Last year was my 15th Country Music Marathon here in Nashville, TN. It’s the only marathon I’ve ran and am one of only 38 who has ran all fifteen. Only ~8 people have ran the full each year.
As my fellow 15-year runner and 16th year registrant Larry Epps puts it, “I sometimes think I’m just too stupid to stop.”
This annual run has been a point of evaluation for me. It gives me a chance to think about how fortunate I’ve been to be healthy enough to run 15 of these things. It reminds me of what I’ve lived through. It reminds me that continued health is this unequal tension between my part – sleep, care for this temporal body, eat as well and and train, and God’s part – the abundant grace of God.
I’ve been thinking about last year’s run for a year. It’s almost time for another endurance event. On Saturday’s training run, on the marathon course, I was thinking about my fondest memory from last year.
I had such hopes for the 15th marathon. About mile 22 the weather was taking it’s toll on me as it headed toward a high of 83°. The gaps in training from ministry travel and ‘just life’ were making itself very evident. By mile 24, I was coming out of Shelby Park with heavy feet. My hope of a reasonably good time, for me, had faded. I just didn’t have the stamina and mental depth to maintain my pace. But I was still moving.
From my perspective, if it’s a great day for spectators, it’s not a good day to run a marathon. If it’s a little chilly and rainy for spectators…it’s a good day to run. This was a great day for spectators.

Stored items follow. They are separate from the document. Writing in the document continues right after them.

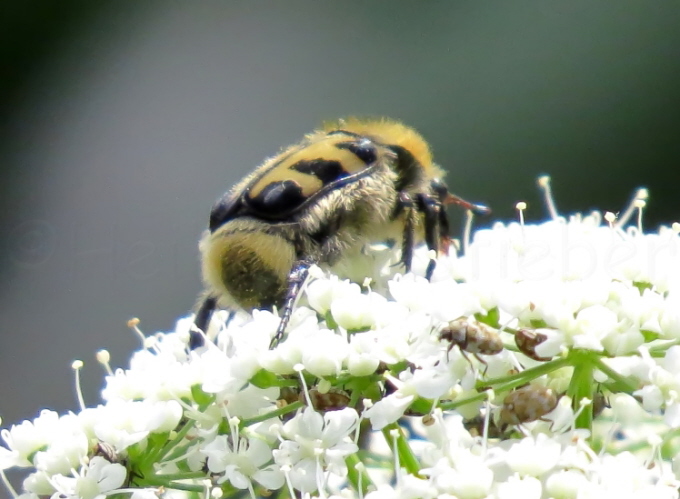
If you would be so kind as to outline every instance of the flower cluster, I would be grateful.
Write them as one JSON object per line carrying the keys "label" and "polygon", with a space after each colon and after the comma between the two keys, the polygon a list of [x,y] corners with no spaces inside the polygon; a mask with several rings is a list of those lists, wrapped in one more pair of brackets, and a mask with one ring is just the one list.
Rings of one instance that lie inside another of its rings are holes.
{"label": "flower cluster", "polygon": [[194,351],[181,319],[101,405],[2,430],[0,469],[21,499],[678,497],[680,227],[604,218],[497,223],[429,281],[424,249],[313,268],[273,349],[276,313]]}

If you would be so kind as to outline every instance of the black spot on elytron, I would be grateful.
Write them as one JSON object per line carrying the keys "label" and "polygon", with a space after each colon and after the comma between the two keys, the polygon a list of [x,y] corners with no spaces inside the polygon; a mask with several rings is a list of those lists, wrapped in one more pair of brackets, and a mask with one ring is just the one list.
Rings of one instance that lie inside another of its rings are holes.
{"label": "black spot on elytron", "polygon": [[222,225],[236,216],[241,203],[239,199],[227,195],[220,199],[210,210],[210,223],[208,228],[210,232],[215,232]]}
{"label": "black spot on elytron", "polygon": [[389,146],[397,154],[397,164],[394,165],[399,178],[395,183],[397,191],[403,191],[414,185],[423,175],[423,167],[408,149],[401,146]]}
{"label": "black spot on elytron", "polygon": [[248,204],[259,214],[278,218],[299,208],[306,200],[296,182],[283,180],[267,185],[257,196],[250,197]]}
{"label": "black spot on elytron", "polygon": [[331,182],[340,180],[341,178],[349,175],[342,164],[339,161],[330,161],[327,159],[303,159],[298,161],[290,167],[291,170],[296,172],[306,173],[307,175],[313,175],[321,182],[323,185],[328,185]]}
{"label": "black spot on elytron", "polygon": [[352,142],[340,142],[339,144],[336,144],[335,147],[338,149],[347,149],[348,151],[354,153],[357,158],[367,165],[375,163],[375,160],[378,157],[375,151],[375,146],[368,139]]}

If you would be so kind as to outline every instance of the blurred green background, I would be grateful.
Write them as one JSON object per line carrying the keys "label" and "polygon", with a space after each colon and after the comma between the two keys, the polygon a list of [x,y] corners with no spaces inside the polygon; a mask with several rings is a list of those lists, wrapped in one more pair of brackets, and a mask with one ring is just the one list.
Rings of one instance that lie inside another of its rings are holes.
{"label": "blurred green background", "polygon": [[[213,201],[323,120],[416,127],[495,218],[680,219],[680,3],[4,2],[0,415],[99,401],[108,348],[171,328],[200,289]],[[460,212],[452,212],[459,220]]]}

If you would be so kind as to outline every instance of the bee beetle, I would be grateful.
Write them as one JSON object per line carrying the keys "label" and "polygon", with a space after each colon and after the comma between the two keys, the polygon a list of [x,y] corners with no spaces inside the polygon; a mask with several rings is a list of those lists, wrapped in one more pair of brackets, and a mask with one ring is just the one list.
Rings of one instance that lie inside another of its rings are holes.
{"label": "bee beetle", "polygon": [[439,331],[439,339],[449,343],[446,349],[447,356],[454,345],[458,345],[463,355],[465,352],[471,353],[482,364],[486,362],[479,357],[479,354],[496,355],[503,350],[503,340],[498,331],[466,317],[450,321]]}
{"label": "bee beetle", "polygon": [[[485,206],[452,195],[430,148],[412,128],[387,119],[348,119],[308,134],[269,158],[213,206],[199,247],[205,293],[195,325],[205,331],[217,308],[277,307],[285,332],[312,264],[332,266],[364,245],[401,242],[448,250],[444,206]],[[426,277],[434,271],[428,264]],[[190,347],[203,344],[192,333]]]}
{"label": "bee beetle", "polygon": [[519,425],[532,421],[546,421],[543,416],[557,407],[559,397],[544,386],[528,385],[513,390],[505,399],[500,413],[501,425]]}
{"label": "bee beetle", "polygon": [[552,357],[541,357],[536,353],[536,347],[546,341],[548,336],[539,331],[529,329],[518,329],[515,333],[515,344],[517,349],[530,359],[546,362]]}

After getting worked over by a final, small hill at 5th and Shelby about .6 mile from the finish line…where I had walked some…again, I turned left onto Woodland Street for the final downhill to LP Field. I was whipped but moving well.

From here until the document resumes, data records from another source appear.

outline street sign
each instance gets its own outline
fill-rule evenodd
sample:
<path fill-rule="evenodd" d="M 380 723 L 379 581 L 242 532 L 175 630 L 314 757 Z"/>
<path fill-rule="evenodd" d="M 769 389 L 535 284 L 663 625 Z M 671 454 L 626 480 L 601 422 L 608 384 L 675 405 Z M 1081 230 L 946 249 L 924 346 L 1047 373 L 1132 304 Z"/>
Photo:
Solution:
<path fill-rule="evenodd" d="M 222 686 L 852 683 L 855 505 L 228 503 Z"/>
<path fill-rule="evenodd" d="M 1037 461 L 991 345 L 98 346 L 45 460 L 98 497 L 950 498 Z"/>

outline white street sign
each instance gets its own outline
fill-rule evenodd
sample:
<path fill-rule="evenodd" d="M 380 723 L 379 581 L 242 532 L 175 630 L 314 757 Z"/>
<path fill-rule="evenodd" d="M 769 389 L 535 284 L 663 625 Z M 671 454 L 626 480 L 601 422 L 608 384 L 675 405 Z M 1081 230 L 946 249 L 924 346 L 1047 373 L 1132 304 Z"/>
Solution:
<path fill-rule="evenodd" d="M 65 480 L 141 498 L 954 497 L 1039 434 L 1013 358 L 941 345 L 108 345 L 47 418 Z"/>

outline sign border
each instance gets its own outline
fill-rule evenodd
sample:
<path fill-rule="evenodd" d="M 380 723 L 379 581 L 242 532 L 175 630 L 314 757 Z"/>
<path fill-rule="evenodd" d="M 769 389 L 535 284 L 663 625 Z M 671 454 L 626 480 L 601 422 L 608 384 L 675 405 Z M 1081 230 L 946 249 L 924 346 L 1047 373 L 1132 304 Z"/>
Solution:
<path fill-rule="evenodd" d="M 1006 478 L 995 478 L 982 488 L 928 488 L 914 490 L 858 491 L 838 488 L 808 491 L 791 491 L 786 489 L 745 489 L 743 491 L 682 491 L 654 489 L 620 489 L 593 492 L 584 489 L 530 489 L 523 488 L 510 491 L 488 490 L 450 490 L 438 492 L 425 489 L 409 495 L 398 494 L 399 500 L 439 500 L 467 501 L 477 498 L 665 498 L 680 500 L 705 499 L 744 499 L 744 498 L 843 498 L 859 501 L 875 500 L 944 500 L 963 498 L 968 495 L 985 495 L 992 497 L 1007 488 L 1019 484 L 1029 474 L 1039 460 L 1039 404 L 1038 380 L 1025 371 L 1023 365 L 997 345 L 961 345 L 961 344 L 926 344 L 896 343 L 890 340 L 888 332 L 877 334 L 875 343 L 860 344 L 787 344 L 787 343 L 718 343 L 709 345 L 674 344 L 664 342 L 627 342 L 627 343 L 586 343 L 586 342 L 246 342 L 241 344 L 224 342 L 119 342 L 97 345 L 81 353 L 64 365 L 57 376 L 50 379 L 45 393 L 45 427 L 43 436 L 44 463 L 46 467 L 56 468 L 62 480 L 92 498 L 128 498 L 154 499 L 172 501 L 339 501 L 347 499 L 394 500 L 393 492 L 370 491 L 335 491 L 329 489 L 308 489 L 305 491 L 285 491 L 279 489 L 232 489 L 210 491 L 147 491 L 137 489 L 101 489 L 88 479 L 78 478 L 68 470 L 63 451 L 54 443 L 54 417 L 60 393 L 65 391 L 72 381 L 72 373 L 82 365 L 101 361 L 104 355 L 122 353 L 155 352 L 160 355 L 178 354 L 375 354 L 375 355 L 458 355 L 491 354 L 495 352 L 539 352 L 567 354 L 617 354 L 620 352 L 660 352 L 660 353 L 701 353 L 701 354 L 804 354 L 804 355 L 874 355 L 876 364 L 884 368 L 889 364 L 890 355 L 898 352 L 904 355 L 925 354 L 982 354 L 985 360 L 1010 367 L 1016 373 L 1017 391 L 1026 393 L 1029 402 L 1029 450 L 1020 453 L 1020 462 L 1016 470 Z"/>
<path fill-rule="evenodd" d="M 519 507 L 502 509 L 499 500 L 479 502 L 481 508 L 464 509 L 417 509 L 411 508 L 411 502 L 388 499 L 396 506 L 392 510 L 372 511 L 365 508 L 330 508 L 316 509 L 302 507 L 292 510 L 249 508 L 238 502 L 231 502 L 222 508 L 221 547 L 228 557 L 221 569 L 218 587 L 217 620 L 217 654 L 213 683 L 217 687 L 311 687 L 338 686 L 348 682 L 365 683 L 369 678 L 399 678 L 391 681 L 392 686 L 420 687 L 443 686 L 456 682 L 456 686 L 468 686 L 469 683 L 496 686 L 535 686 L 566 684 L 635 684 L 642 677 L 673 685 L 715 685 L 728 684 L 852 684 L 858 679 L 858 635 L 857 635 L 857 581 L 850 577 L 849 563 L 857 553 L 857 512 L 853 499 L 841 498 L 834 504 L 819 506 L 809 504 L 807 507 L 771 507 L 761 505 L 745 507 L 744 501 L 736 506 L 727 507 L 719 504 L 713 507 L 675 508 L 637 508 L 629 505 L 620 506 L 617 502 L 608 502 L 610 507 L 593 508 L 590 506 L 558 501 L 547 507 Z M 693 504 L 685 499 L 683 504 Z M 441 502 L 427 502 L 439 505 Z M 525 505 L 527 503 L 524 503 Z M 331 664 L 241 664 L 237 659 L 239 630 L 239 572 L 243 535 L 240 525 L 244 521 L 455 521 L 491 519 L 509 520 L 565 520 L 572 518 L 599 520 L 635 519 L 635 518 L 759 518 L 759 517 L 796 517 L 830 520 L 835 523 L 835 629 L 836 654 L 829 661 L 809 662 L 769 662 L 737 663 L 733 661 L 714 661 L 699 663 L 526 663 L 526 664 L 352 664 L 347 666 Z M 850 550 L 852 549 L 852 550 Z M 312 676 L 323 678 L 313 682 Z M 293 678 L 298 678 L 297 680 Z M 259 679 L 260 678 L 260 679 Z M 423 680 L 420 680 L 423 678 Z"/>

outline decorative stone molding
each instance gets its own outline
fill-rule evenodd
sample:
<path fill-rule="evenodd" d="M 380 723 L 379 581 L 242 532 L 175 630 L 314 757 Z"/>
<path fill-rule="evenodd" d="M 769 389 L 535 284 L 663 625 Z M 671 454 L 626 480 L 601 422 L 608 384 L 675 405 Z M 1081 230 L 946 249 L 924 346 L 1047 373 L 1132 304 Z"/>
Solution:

There I saw a young man walking. Based on his shirt and haircut I said, “Where we going Soldier?” He look out of the corner of his eye.

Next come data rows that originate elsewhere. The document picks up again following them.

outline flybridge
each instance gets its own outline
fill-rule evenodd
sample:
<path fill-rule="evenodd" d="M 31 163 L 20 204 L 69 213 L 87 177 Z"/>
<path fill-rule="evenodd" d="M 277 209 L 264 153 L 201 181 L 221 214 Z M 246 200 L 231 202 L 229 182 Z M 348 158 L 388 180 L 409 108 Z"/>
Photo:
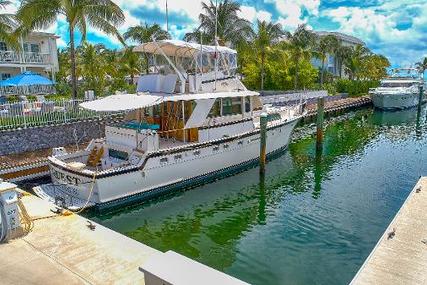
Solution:
<path fill-rule="evenodd" d="M 148 58 L 148 74 L 140 77 L 137 91 L 150 93 L 200 93 L 245 90 L 233 79 L 237 52 L 178 40 L 153 41 L 133 49 Z M 177 84 L 178 81 L 178 84 Z"/>

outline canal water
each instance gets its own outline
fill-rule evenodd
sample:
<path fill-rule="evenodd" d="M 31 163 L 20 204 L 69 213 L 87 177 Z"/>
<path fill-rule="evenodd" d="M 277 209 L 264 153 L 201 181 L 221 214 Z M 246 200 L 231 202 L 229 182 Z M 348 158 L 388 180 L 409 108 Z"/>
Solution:
<path fill-rule="evenodd" d="M 321 154 L 312 126 L 298 129 L 264 179 L 254 168 L 91 218 L 252 284 L 348 284 L 427 175 L 425 121 L 356 111 L 328 124 Z"/>

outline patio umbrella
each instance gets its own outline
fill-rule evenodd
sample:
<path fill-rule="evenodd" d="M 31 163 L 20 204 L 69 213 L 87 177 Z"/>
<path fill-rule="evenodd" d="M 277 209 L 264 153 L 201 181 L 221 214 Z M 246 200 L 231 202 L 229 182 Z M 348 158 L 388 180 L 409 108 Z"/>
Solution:
<path fill-rule="evenodd" d="M 31 71 L 25 71 L 9 79 L 0 81 L 0 86 L 32 86 L 32 85 L 54 85 L 52 80 Z"/>
<path fill-rule="evenodd" d="M 0 81 L 1 95 L 37 95 L 55 92 L 55 83 L 37 73 L 26 71 Z"/>

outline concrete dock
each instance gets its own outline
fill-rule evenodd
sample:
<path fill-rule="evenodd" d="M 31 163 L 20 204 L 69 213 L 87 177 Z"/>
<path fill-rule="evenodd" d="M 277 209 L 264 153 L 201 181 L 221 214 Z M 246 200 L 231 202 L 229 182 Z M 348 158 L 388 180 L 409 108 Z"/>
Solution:
<path fill-rule="evenodd" d="M 351 284 L 427 284 L 427 177 L 418 181 Z"/>
<path fill-rule="evenodd" d="M 34 228 L 0 244 L 1 284 L 144 284 L 139 271 L 160 253 L 140 242 L 72 214 L 55 215 L 36 196 L 22 198 Z"/>

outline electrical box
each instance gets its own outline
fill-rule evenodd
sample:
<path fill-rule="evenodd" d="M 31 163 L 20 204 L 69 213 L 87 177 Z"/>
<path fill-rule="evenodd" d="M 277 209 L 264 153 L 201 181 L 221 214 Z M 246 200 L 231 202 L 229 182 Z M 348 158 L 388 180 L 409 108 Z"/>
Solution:
<path fill-rule="evenodd" d="M 0 200 L 3 205 L 3 209 L 0 207 L 0 211 L 4 211 L 6 215 L 7 230 L 9 233 L 13 233 L 21 227 L 16 185 L 0 181 Z M 5 225 L 2 226 L 4 227 Z"/>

It was one of those looks that communicates…oh man, that’s an old guy and he said what?
I said “Let’s go…sir.” I call every Soldier sir.
I ran the last half mile with a young soldier who I learned was from Fort Campbell. Just a little while before I had been walking.
I thanked him for serving and that his service helps to make it possible to me to run 15 Country Music Marathons in freedom. The emotion was building in me.
Nearing the final turn to the finish line I pointed to my kids who were yelling my name and told him his work helps to keep them safe.
I was overcome by emotion. Finishing a marathon is emotional for me. It’s done.
After we finished, he said to me “You kicked my ass, sir or I’d still be walking.” I shook his hand and thanked him for running with an old guy. I’m sure I didn’t kick his ass. An old guy just nudged him along…and I needed someone to run with. It was one of the highlights of the day for me.
We got into the finishers area and I shouted “Here’s a currently serving military man.”
And as someone approached, the young Soldier said again, “And he kicked my ass.”
Truth is, it was a joy to run with him to the finish line. It helped to adjust my perspective. I run in freedom because other people stand on the wall and God has been so very gracious to this country.
My 16th Country Music Marathon is this Saturday, April 25th. Me, my wife, Barbara, who has ran 13 Country Music Marathons and 30,000 of our closest friends will gather on Broadway in downtown Nashville to run. Run…because we can.
At this point, I’ll do my part to keep this aging body moving. I’ll eat as well as I can. I’ll make sleep a priority. I’ll manage my emotional and intellectual capabilities and inabilities as well as I am able…submitted to God.
I run, not as an end in itself. I want to be fit to serve in Christ’s name. I want to keep up with my kids. I want to be able to say to others, ‘let’s go’ rather than ‘you go ahead’.
And there is no telling who I’ll bump into.